Why It Pays to Be Sceptical About Behaviour Tests

Using such techniques to assess individual personality traits such as rationality might overstate their potential.

Recent years have seen a sharp rise in interest in the field of behavioural economics, which studies how psychological, cultural and social factors can potentially influence people’s actions and behaviour. This line of thinking has entered the mainstream through popular books like 2011’s bestselling Thinking Fast and Slow by Daniel Kahneman, which explains how cognitive systems shape how we think and guide our everyday decision-making.

Why It Pays to Be Sceptical About Behaviour Tests

Academia has also seen a growing body of research, much of it promoting behavioural economics assessment tools as a means of objectively measuring a range of different traits. These tools claim to assess everything from levels of risk aversion to trustworthiness, or even the ability to demonstrate sound rational thought – all based on an individual’s response to a specific test.
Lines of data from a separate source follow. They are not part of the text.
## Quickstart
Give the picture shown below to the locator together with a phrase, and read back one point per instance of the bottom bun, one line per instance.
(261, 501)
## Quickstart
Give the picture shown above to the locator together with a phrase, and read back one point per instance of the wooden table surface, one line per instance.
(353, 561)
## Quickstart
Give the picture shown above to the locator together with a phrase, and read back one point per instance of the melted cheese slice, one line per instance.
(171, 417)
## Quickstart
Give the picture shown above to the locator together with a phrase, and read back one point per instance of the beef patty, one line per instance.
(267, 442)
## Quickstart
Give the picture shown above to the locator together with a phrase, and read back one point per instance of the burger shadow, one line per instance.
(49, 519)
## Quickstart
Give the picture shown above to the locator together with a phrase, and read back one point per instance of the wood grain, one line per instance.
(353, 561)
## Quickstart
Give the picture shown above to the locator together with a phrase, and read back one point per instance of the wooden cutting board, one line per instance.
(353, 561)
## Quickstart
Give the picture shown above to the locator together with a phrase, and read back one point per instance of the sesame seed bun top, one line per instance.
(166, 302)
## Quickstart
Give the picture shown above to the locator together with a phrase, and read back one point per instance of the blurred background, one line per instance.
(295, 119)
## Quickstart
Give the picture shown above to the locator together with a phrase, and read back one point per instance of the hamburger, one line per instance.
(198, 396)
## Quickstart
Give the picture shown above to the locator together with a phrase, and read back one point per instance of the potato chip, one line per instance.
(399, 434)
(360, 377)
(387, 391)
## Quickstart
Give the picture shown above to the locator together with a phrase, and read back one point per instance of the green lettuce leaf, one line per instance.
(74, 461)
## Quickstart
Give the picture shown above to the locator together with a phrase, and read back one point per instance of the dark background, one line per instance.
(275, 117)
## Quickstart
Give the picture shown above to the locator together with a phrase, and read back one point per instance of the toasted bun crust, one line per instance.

In 2014, researchers conducted a large-scale study among the Dutch population, which examined how closely people acted according to the most objective economic choices. They then related these results to demographic variables (from age to education and wealth) to determine if the choices made differed among different segments of society. The findings revealed that people of lower socio-economic status seemed to perform worse in objective decision making.

Clearly both policymakers and industry have a keen interest in understanding which individuals make rational decisions, be it to design effective policies or improve talent selection processes. But while there has been much attention devoted to the potential of behavioural economic tools, there has been a lot less research into the veracity of the results derived from using such tools.

Testing the tests

My recent research, conducted with colleagues Luca M. Lüpken, Nils Lüschow, and Tobias Kalenscher from the Institute of Experimental Psychology at Heinrich-Heine-University, suggests that such bold claims might actually overstate the case. We ran three experiments to test the ability of individuals to think rationally and in addition, re-analysed data from other studies ranging from risky monetary choices to dietary decisions. Overall, our analysis revealed that the ability of such tests to accurately distinguish between different individuals could only be described as moderate to poor.

The aim was to test their levels of economic rationality, based on the accepted premise that decision makers consistently choose the best option according to their preferences as their budget allows. Indeed, the results showed that most participants (nearly 80%), across all datasets behaved with high consistency.

Majority outcomes

The outcomes were consistent independent of the choice type (social choice, food choice, choice under risk, or choice under ambiguity), the complexity of the choices offered, as well as variables such as study population, sample size, task structure and the duration of the study. The fact that these results also remained consistent regardless of the length of time between measurements was particularly telling.

It wasn’t that the results were not accurate, it was simply that they showed that people, with the exception of a few outliers, all acted in very similar ways. All the experiments really helped to confirm were that most people are pretty rational and make consistently rational decisions. They weren’t able to help us decide if one person is smarter or more capable than the other.

This was because the individual differences in rationality were so insignificant, even in large, representative samples, that they couldn’t be distinguished from small random variations. Consequently, even with current measurement techniques, it is still difficult to identify individual characteristics linked to rationality. In fact, taking the population average essentially offers a better prediction of individual performance than an individual measurement taken only 30 minutes before.

While our research was specifically focused on economic games that addressed rational thinking, additional research analysing other behavioural tests for other traits such as risk attitudes, or loss aversion appeared to have similar outcomes: the results of the majority of people were close. These studies affirmed that most people behave in very similar ways and scored very similar results in these tests.

Of course, that’s not to discount them as having no value at all. Our research was able to show that such economic tests can certainly be used to help identify patterns of behaviour. It’s just that our research suggests that claiming that they can help draw conclusions about specific individual’s behaviour is overstating things.

Consequences of low reliability

What do our results mean in practice, for example, in selecting candidates for a role? The impact of using low reliability tools can be illustrated by three qualitatively different consequences. First, organisations hire candidates based on less informative data, potentially leading to suboptimal hires. Second, candidate rankings are not reproducible. Third, HR professionals’ awareness of their own biases might be wrongfully pacified by the supposed objectivity of the test, which in turn can increase unconscious biases in the selection processes.

The magnitude of these consequences depends on the importance or weighting given to these results in the final selection decision. The awareness of potential shortcomings in any personnel selection tool marks the first step towards their mature use in practice.

Unfortunately, these tests are no silver bullet. Behavioural economic tools, like many other methods out there, can certainly help identify patterns of behaviour. But they should not be used in isolation to make major decisions such a government deciding on an education policy or to determine which person gets a top job. Instead, they should be used in conjunction with multiple forms of assessment, so that decision makers can compare and contrast the different outcomes and see whether they align. Ultimately, they should be used with caution, with the understanding that it can be tricky to make detailed conclusions about how specific people will behave.